# Warp layout in a 2D thread block?

On a Fermi GPU, if each thread block has 16x16 threads, can anyone tell me how the 32 threads of a warp will be distributed? Will each warp cover two adjacent rows of 16 threads? That would seem logical, but I haven’t been able to find a definitive answer anywhere.

Further to this, obviously it will depend on the application somewhat, but in general on a Fermi GPU should blocks that are 32 threads wide give the best performance?

16x16 = 256 threads per block, so occupancy is 100% per multi processor.

My guess is 16x16 is simply converted to 256x1, but this is indeed undocumented, perhaps because they might change how the hardware works in the future.

As long as 1536/256 = 6 blocks are present as a minimum (per multi-processor) then it should give max performance.

(at least 1536 is maximum ammount of threads per multi processor for my gt 520 gpu, what does yours say ? )
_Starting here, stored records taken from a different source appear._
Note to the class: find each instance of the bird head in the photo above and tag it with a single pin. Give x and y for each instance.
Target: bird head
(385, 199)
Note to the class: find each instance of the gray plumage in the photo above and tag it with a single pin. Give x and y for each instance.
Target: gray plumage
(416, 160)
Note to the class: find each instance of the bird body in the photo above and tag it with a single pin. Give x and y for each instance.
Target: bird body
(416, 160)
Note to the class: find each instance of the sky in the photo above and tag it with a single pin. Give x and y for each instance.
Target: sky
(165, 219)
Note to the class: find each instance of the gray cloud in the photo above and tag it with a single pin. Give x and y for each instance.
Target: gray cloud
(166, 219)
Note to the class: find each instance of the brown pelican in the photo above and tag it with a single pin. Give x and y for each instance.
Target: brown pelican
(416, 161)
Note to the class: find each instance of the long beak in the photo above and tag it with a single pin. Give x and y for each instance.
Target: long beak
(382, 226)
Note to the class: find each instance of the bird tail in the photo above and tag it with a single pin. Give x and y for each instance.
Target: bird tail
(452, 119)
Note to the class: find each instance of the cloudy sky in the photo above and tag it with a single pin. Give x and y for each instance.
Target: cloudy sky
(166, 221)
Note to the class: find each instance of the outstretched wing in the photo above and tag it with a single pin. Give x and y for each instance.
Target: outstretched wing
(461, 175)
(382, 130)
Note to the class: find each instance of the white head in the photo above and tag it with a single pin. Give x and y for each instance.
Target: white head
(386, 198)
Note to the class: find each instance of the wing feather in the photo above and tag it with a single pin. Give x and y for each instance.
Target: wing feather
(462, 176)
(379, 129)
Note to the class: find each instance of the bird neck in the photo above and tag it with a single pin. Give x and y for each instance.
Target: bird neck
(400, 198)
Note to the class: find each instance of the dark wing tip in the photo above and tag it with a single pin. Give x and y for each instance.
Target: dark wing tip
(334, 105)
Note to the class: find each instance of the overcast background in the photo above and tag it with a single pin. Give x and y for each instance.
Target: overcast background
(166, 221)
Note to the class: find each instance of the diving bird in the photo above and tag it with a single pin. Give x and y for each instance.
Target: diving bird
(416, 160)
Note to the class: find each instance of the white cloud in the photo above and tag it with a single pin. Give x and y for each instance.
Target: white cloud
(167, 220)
According to the programming guide, it goes by x_index first, then y_index, then z_index. For the purposes of warp grouping threads don’t have 3 dimensional indices, they just go by 1. This index is given by threadId = threadIdx.x+blockDim.x*(threadIdx.y+blockDim.y*threadIdx.z). Every 32 threads of this index is a new warp.

These formula’s are not in “CUDA C Programming Guide Version 4.0”, if you believe otherwise please state which section ! :)

I have seen one little formula in the guide though, for just 2 dimensions.

Even your formula is still missing the grid.

None-the-less thanks for the formula… it seems the shortest one so far.

I still have to test it and make sure it’s valid, but it seems valid to me

Main reason I can see for needing this is to ensure contiguous memory access, Section 5.3.2.1.2 of the programming guide has this

Found this which describes it precisely

and further down

This is not the same formula as spadflyer12.

His formula moves the dimensions outside of the parenthesis ( ).

So his appears to be more efficient.